The big change for a dynamic disk is the location of the LDM database. This metadata was stored at the end of the drive on an MBR disk. On a GPT disk, we carve out part of the MS Reserved Partition and store the LDM database there. This puts it in a protected region and moves it into an area of the disk that is easier to get to. Previously the LDM was stored after the disk’s geometric size boundary.
That’s the basics for how GPT disks work. They bring us the following changes
· More partitions possible
· Larger partitions possible
· Partition data now has redundancy
· Metadata now stored in a protected region
All this while not changing how the file system operates
Senior Support Escalation Engineer
Microsoft Enterprise Platforms Support
Want to know more about Microsoft storage? Check out my other blogs...
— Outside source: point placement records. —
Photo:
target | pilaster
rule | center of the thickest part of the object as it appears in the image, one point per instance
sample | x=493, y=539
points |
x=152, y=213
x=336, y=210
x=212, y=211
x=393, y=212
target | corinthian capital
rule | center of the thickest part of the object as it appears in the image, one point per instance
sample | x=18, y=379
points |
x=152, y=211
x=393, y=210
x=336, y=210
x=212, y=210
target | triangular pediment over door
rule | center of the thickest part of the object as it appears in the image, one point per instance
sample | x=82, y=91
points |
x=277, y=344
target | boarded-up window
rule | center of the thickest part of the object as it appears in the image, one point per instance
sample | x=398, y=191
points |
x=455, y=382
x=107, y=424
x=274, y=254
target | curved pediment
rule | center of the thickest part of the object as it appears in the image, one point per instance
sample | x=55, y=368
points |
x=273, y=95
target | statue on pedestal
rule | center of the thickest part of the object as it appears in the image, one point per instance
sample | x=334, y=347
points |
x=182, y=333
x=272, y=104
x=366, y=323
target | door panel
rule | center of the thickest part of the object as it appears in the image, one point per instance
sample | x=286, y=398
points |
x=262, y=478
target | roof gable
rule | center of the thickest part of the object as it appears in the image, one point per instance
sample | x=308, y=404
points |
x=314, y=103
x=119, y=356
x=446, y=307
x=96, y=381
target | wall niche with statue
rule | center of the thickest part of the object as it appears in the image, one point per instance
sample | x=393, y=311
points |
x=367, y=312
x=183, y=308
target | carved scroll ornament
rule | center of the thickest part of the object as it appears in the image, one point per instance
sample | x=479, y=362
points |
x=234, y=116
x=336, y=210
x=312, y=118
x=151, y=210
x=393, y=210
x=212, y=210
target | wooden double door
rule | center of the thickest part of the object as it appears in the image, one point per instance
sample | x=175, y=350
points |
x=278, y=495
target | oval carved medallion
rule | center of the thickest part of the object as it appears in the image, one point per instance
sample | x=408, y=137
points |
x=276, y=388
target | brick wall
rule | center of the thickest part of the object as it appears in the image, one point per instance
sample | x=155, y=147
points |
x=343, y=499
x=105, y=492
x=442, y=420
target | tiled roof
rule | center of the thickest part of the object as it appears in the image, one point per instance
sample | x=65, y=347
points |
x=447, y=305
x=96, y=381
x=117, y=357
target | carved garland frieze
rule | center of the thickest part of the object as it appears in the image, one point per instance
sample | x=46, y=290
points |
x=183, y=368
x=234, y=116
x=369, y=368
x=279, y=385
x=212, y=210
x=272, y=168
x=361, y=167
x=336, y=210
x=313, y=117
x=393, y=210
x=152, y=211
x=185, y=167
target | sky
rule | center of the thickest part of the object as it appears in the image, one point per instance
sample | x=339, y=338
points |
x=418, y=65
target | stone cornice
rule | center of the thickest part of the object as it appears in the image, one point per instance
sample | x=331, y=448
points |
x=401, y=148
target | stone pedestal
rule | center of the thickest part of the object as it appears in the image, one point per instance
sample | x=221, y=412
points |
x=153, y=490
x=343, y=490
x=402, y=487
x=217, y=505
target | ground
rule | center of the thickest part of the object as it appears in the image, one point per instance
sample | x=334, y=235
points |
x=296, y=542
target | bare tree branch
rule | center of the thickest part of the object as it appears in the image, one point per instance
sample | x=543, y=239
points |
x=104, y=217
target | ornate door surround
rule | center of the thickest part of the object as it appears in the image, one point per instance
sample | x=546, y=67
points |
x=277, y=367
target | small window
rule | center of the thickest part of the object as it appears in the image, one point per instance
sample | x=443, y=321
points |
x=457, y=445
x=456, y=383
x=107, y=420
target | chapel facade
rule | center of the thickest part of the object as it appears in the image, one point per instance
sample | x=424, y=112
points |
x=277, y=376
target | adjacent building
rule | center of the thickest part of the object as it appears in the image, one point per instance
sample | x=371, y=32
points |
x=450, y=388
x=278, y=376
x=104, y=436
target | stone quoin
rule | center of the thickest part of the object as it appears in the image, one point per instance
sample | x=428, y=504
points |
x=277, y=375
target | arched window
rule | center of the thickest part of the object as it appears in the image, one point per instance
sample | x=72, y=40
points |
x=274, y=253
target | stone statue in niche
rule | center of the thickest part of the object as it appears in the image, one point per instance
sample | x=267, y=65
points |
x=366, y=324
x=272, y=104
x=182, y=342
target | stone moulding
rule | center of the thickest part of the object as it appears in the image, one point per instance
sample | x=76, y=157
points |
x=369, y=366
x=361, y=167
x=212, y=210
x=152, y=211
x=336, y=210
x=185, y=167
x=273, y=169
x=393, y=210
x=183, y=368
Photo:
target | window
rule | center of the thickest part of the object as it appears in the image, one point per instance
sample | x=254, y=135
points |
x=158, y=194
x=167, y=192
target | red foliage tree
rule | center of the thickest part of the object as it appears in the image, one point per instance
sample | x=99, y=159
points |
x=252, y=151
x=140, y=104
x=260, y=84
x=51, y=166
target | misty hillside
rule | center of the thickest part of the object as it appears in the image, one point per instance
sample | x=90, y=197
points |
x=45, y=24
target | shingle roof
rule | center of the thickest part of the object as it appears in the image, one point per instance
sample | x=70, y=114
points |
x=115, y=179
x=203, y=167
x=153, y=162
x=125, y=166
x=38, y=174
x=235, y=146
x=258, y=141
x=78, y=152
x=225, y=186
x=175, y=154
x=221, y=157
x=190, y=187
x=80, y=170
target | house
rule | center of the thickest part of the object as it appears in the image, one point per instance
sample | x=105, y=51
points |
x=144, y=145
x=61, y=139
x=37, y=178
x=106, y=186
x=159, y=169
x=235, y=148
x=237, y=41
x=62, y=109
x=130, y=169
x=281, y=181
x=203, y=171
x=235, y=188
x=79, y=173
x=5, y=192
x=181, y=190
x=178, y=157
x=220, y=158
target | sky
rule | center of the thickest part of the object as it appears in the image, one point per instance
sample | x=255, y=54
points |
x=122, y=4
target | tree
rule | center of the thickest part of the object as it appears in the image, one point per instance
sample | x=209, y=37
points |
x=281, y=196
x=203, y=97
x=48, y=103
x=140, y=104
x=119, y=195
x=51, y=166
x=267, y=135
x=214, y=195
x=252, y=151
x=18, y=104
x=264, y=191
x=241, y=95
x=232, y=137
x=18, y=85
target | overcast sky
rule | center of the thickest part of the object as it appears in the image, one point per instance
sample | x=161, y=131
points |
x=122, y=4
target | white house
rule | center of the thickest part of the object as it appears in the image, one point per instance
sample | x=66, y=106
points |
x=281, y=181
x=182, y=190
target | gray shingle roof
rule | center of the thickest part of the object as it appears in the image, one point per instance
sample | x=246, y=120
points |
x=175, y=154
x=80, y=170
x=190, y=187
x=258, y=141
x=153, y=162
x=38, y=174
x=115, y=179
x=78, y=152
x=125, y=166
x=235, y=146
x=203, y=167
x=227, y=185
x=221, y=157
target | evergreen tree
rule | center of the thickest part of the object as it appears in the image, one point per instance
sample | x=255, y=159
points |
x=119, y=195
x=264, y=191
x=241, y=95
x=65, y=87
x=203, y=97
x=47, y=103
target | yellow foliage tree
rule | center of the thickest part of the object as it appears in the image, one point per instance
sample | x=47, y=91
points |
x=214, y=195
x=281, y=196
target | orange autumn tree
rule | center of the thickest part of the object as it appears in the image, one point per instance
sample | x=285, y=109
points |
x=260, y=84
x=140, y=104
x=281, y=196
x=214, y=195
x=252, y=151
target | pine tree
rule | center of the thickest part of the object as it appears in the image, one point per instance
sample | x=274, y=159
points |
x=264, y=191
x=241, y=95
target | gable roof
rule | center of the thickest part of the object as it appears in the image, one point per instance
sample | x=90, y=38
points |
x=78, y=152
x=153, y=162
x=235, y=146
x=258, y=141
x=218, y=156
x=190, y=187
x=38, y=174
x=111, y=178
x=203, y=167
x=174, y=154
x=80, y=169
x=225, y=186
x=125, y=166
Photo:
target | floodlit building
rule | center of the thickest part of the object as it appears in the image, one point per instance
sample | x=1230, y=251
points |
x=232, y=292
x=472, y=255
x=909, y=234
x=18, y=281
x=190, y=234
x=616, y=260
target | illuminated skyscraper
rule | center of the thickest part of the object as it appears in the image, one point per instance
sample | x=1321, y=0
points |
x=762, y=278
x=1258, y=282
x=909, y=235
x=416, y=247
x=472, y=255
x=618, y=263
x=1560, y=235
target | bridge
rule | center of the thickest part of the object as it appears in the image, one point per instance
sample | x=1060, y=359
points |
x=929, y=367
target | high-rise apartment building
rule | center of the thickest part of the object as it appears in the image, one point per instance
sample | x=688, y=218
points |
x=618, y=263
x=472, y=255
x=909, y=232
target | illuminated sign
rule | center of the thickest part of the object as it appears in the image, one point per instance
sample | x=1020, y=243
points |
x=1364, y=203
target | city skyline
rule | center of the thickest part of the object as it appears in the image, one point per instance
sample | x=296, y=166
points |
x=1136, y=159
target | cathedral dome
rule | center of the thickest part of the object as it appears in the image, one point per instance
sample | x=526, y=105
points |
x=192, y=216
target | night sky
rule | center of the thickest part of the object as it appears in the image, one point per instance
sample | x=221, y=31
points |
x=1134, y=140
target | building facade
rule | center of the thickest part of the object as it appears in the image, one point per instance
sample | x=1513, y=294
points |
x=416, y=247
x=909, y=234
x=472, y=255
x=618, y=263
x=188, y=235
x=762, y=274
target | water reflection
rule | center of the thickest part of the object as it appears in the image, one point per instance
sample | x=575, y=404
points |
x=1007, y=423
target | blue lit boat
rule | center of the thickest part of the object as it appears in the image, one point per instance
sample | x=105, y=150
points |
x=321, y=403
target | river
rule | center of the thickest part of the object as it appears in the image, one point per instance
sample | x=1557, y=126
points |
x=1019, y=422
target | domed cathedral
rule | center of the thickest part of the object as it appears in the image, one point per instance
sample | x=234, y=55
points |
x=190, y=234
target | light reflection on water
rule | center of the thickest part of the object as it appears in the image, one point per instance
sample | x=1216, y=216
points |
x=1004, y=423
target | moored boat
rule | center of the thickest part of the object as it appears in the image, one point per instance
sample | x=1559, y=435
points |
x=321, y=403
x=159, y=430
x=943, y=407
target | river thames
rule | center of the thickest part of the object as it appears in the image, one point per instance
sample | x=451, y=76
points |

Great introduction into GPT thank you very much.
You are welcome. I'm glad you enjoyed it.
Thanks a lot! Even though this article is in not in native language it's rather simple to understand for me
But how do I create GPT-style partitions by using DISKPART?
DISKPART> sel disk 2
Disk 2 is now the selected disk.
DISKPART> convert gpt
DiskPart successfully converted the selected disk to GPT format.
Then you can create partitions the same as you did with MBR disks.
I tell you, basing from experience, this is the BEST GPT WEBSITE EVER! Just click on the link to register.
are there any tools to backup the ldm from each disk?
Yes, but it isn't posted publicly that I know of. The utility is called DMPSS.EXE and is avaiable by request. I think the reason we don't just post it for people is that we want to make sure its being used correctly. You can do a lot of damage with it if you don't understand what you are doing.
Anyway, it has a switch in it called 'dumpconfig' which will allow you to dump out the LDM database to a file. Also, there is a 'restoreconfig' switch that allows you to copy the information in the file back to the LDM.
Since the database exists outside the file system, conventional backup software will not back it up. However, block level backups that are done on the SAN side (where applicable) do backup everything. As does cloning.